Queremos tratar el tema del bullying dentro de la sectorial de educación y social.

Queremos ir a los colegios e institutos para hablar sobre el acoso escolar. 

El acoso en un niño LGTB+ es doble problema y queremos trabajar: realizando protocolos de colaboración y que las escuelas consigan el logo de

 

"ESCUELA LIBRE DE BULLYING"


Colaboramos con la plataforma

 

STOP BULLYING ME


Buenos días. Me llamo Iván Parra. Soy secretario de comunicación de Violeta y colaboro con la sectorial de educación, quienes me han ofrecido la oportunidad de hablarles sobre  acoso escolar.

 

Es un tema de actualidad, lo cual, es positivo. Quiere decir que somos conscientes de que tenemos un problema. Un problema serio y que, personalmente, considero  una enfermedad social. Y digo enfermedad social porque es responsabilidad de todos. Sin excepción.

 

Lo cierto es que hasta hace poco no se ha comenzado a dar al acoso escolar el peso que merecía. En Violeta nos sentimos con la obligación de concienciar sobre esta problemática. Se calcula que la mitad de los niños y niñas gais, lesbianas, transexuales y bisexuales se ha planteado alguna vez el suicidio y que un tercio de éstos lo ha intentado alguna vez.

 

No hace mucho, nos llegó a oídos de la entidad el caso de un niño de diez años al que someten a acoso. Un día, su madre observó espantada como su hijo intentaba autolesionarse con un tenedor. Cuando le preguntó porqué hacía eso, el niño respondió que se metían con él en la escuela. Ella le dijo que tomaría medidas pero que no dejara que nadie se metiera con él; que se defendiera. Al día siguiente, en la escuela, se defendió de sus compañeros. Les gritó que no importaba lo que le dijeran. Un profesor que estaba delante y que vio la escena se le acercó y le dijo: "ves como tú también haces cosas malas".

 

Éste, señores, es el problema. Decirle a un niño que se está defendiendo que hace cosas malas, es darle pie a los compañeros a que se metan mas con él. Y, déjenme decirles, que ello, atenta contra la vida de este menor.

 

Por mucho que en nuestro país se quiera pensar que el acoso es cosa de críos, lo cierto es que provoca graves secuelas en la salud y en el crecimiento emocional de los menores. Las consecuencias son de por vida. Muchos lo saben y de ahí, el motivo por el que, cansados de pelear contra un mundo que no les acepta, quieran marcharse.

 

Quisiera hacer mención especial a los niños y niñas transexuales que, valientes sus padres, comienzan a respetar la identidad de sus menores. El cambio que hacen éstos es maravillosos. Aceptarse tal y como uno es desde bien pequeño es fundamental en una sociedad que continuamente nos está diciendo como debemos ser y que roles debemos tomar.

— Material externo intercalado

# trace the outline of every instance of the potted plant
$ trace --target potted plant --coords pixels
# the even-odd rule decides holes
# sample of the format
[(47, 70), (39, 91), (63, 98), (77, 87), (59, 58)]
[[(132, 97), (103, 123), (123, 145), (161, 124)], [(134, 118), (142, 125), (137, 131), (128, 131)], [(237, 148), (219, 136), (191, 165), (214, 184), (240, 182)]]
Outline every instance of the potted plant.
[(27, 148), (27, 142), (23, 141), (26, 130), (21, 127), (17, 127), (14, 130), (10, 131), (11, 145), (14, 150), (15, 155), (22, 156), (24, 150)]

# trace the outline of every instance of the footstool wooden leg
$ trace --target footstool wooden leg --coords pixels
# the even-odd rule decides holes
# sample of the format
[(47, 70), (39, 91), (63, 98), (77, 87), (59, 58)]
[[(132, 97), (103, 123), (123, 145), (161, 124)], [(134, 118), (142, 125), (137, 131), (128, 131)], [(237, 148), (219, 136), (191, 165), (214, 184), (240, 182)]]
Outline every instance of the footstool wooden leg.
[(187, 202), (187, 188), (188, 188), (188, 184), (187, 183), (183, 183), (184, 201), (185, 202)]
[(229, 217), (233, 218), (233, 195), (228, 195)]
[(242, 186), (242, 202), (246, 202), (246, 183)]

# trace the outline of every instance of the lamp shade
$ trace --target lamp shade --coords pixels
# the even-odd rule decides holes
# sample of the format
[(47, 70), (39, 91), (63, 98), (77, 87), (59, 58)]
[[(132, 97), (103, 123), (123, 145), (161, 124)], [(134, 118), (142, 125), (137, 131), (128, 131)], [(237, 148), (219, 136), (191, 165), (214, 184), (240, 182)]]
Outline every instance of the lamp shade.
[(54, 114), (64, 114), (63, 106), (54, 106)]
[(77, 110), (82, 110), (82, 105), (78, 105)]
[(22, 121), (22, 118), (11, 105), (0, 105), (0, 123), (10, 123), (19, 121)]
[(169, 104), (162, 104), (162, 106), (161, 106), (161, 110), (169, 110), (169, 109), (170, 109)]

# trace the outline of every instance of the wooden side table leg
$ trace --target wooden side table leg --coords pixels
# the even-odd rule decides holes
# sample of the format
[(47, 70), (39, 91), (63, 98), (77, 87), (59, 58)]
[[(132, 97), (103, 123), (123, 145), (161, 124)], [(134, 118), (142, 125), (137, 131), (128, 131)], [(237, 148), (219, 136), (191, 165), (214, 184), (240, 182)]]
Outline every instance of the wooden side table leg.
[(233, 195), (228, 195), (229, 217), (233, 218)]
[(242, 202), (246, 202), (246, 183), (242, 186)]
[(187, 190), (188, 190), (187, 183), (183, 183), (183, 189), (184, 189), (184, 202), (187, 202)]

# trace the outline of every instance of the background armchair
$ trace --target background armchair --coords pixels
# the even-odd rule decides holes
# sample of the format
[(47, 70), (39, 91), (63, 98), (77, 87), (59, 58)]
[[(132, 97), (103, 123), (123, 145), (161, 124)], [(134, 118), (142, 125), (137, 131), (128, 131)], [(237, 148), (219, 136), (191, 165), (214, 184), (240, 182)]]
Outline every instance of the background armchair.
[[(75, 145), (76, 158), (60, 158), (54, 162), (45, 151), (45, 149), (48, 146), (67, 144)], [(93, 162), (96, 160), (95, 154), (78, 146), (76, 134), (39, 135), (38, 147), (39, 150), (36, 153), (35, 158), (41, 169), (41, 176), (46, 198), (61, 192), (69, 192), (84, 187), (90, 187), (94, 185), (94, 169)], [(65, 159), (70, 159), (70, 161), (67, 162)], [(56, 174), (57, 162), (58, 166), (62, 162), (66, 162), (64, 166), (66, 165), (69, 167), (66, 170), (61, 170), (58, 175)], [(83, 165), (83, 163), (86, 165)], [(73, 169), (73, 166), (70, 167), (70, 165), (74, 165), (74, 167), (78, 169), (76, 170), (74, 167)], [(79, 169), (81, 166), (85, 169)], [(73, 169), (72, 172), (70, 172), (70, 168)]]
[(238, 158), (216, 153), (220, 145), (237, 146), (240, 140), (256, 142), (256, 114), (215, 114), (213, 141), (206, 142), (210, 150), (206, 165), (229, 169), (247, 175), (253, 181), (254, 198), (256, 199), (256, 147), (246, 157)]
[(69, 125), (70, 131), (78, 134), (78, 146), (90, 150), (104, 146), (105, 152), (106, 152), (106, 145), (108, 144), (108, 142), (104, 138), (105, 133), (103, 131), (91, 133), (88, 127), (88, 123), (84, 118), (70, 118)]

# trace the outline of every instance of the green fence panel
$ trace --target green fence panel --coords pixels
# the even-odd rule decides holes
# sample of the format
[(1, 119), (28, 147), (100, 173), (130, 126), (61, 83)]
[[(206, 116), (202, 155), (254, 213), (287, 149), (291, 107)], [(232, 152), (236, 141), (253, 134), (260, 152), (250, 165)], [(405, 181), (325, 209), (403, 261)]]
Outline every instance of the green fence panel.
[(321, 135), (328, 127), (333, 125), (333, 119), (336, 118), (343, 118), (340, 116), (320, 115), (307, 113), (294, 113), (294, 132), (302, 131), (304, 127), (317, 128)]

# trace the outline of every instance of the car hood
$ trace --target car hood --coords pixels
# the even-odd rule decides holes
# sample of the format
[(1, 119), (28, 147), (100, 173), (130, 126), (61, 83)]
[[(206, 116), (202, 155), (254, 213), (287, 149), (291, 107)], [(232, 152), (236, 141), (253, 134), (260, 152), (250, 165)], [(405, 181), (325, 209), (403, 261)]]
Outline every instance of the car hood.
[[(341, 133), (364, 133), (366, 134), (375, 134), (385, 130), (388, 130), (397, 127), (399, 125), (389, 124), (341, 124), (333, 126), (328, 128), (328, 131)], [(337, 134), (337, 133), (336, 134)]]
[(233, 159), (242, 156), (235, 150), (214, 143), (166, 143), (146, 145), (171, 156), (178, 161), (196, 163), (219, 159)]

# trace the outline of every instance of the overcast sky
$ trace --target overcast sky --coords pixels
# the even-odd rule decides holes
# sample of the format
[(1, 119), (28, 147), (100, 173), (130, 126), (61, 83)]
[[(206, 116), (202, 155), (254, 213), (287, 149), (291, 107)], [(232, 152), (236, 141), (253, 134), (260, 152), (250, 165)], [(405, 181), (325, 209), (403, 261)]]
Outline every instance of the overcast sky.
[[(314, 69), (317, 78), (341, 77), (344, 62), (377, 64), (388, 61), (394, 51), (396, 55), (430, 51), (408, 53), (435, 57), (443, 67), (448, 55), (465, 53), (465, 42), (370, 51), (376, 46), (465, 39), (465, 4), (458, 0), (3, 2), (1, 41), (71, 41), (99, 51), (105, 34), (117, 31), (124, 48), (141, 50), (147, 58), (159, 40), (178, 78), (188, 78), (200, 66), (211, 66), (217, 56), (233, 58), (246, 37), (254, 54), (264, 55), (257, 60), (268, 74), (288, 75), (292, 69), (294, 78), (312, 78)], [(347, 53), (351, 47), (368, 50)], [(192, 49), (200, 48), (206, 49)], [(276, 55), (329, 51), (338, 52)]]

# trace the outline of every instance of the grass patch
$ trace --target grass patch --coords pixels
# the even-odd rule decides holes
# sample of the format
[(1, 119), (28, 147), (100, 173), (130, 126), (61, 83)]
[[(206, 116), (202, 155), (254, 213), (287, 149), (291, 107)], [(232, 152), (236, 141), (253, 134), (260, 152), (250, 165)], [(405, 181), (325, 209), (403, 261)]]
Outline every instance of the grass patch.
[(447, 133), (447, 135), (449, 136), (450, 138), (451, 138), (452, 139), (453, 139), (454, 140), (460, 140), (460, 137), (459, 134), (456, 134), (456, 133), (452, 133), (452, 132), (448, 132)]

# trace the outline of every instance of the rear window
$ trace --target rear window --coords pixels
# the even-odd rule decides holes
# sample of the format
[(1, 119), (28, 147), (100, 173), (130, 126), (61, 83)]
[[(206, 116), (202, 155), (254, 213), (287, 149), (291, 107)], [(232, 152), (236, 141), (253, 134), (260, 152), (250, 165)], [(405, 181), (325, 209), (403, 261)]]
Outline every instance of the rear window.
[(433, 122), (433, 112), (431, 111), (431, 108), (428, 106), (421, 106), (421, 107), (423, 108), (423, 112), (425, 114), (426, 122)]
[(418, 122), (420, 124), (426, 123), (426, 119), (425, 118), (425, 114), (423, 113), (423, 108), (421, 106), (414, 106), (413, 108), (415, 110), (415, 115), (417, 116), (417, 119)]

Las víctimas de acoso escolar se sienten culpables. Creen que son responsables de la situación que viven por no saber controlarla. La ansiedad, los trastornos de sueño y las depresiones, son típicas. Es trabajo de todos ofrecerles apoyo, ayudarles a denunciar cuando sea necesario y hacerlas sentir que valen.  Cuanto antes reaccionemos más podremos hacer por esa persona.

 

Déjenme terminar diciendo que el verdadero motivo de que exista una tasa de acoso escolar tan grande es la crisis de empatía que vive nuestra sociedad. El individualismo, el autoreferencialismo, el "yo" constante, hace que no cuidemos a los demás como quisiéramos que nos cuidasen a nosotros mismos. Y eso, los niños, lo perciben y lo aprenden.

Cuando un menor o adolescente se suicida, como bien dijo una madre víctima de esta lacra, se comete un crimen social. Y eso, en Violeta, no lo queremos.